Ancak bu süreçte en önemli unsur sistemin uygulayıcılarıdır. Aynı şekilde sistemin uygulayıcılarının da istenen düzeyde olması gerekmektedir. Dolayısıyla eğitim sistemi; hedefleri, planları, politikaları, yöntemi, müfredatı, uygulayıcıları ve çalışanları ile bir bütündür.

Fakat uygulamada tüm eğitim çalışanlarının bir bütün olarak ele alınmadığı yadsınamaz bir gerçektir. Behemehâl eğitim çalışanları bir bütün olarak ele alınmalıdır.

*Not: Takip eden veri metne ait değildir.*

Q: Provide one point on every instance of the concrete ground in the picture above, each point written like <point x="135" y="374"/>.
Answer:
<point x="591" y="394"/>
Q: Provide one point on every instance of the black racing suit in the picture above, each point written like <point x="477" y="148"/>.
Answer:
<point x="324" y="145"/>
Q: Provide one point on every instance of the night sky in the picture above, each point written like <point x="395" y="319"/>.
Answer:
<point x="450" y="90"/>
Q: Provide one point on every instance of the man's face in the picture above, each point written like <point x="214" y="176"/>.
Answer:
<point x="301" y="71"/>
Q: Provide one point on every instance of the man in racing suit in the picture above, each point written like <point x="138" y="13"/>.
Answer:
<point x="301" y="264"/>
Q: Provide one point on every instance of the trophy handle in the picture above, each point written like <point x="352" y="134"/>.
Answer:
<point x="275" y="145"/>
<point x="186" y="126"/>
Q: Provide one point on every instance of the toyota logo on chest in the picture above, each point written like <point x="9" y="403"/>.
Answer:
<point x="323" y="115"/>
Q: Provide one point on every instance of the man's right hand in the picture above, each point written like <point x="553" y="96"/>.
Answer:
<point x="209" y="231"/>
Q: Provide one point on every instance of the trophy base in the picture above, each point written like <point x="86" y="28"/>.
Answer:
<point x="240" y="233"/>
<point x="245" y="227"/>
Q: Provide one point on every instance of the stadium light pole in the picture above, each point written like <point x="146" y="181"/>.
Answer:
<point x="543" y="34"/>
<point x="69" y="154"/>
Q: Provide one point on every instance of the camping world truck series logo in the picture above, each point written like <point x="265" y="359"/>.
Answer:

Ne yazık ki bugüne kadar genel idare hizmetleri, yardımcı hizmetler, teknik hizmetler ve 4/C sınıfında çalışan personel hep ihmal edilmiştir.

Üzülerek şahit oluyoruz ki, eğitim çalışanlarının sorunları gündeme getirilirken, ilgililer ve kamuoyu yalnızca Akademik Personel üzerinde yoğunlaşmakta İdari Personel ise unutulmaktadır. İdari personelin sorunları ile Milli Eğitim deki Yardımcı Hizmetler personeli, Genel İdare Hizmetler Personeli, Teknik Hizmetler Personeli ve Engelliçalışanların sorunları ortaktır. Bu konuda sorunlar ve çözüm yollarını oluşturan talepler sendikamızca bilinmektedir.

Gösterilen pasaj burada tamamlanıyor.